While much of the book is dedicated to all kinds of illnesses and ailments (as classified by Alcott), their prevention or treatment, some sections also touch on the questions of diet and dress reform.
 

KEYWORDS: diet, disease, dress reform, health, nutrition

RELATED TITLES:
Graham, Sylvester. A Treatise on Bread, and Bread-Making


SUMMARY (Ridvan Askin, edited Deborah Madsen):

As William Alcott remarks in the “Preface,” the book is dedicated to “that sex through whose instrumentality sin and disease came upon the world, and through whose obedience to the divine law, as an efficient instrument, they are, in the end, to be removed” (4). For Alcott, women's health is thus a far-reaching moral issue. His advice has to be read within the framework of this Christian morality. Much of the book treats illnesses and ailments, from cancer to sterility, from menstruation to hemorrhoids, from hysteria to nymphomania, and their prevention or treatment. Some sections touch on the question of diet (particularly 77-100). Here, Alcott repeats what he has been saying throughout his writings, namely that:

  • food “should be simple” and “not be very difficult of digestion” (86);
  • “salted pork, beef, fish, butter, &c., as well as [...] pickles, sauces, preserves, jams, jellies, sweetmeats, and gravies” (90) should be avoided;
  • “flesh or fish, to young women,” are not “at all necessary,” and they should relish “bread, rice, and milk” instead (92);
  • “animal food is more frequently diseased than vegetable” foods (94);
  • with the exception of “salt, and, perhaps, ginger and cinnamon, all condiments, properly so called, should be considered as medicine”; accordingly, “pepper, spice, mustard, saleratus, vinegar, saltpetre, ketchup, and the like” should be avoided (97);
  • “beer, tea, coffee, chocolate, &c.” are likewise detrimental to health (97);
  • food must be prepared carefully and “should not be injured by cookery” (97).
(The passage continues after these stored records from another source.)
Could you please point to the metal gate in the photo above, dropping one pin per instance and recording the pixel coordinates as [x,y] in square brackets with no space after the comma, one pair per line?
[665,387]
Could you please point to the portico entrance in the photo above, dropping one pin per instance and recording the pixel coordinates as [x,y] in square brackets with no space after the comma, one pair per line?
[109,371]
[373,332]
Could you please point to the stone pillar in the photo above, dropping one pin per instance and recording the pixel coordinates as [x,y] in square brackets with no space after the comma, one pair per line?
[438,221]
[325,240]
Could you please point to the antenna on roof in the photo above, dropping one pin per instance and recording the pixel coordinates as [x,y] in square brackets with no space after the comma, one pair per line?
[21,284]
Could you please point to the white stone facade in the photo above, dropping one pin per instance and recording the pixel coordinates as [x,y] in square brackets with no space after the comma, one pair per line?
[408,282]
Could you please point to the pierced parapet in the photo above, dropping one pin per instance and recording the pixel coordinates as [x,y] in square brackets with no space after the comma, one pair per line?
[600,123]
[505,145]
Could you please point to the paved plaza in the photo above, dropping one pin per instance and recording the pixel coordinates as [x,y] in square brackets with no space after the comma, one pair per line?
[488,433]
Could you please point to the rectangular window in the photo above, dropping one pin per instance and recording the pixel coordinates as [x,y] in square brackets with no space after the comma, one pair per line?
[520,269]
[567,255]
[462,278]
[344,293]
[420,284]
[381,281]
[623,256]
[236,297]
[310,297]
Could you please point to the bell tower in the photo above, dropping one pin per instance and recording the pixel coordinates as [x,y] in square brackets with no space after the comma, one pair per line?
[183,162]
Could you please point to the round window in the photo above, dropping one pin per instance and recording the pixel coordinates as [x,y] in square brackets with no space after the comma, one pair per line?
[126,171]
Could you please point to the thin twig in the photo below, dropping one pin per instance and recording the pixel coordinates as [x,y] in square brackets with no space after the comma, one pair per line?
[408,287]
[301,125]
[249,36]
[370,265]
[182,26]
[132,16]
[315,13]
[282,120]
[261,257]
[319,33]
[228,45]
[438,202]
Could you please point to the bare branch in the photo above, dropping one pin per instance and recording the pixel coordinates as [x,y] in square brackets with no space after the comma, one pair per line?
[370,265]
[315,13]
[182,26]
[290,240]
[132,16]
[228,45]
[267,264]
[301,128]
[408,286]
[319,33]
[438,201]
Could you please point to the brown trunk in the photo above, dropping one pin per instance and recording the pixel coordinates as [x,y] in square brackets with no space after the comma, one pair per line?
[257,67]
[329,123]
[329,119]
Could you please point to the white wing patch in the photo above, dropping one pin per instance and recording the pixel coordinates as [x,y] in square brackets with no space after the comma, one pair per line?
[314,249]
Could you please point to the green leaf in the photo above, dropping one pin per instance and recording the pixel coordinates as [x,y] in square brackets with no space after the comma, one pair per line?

For Alcott, “[f]arinaceous food, — bread of various kinds, arrowroot, sage, tapioca, rice, and potatoes, — with mild sub-acid fruits, and milk, is the best. Animal food, especially salted animal food, and old salted butter, should be avoided as carefully as if they were rank poison” (217). With respect to dress, Alcott repeats his advice, that it should be as loose as possible and made of materials favorable to ventilation: “that dress is best which is at once the lightest, loosest, and of the most porous material” (70).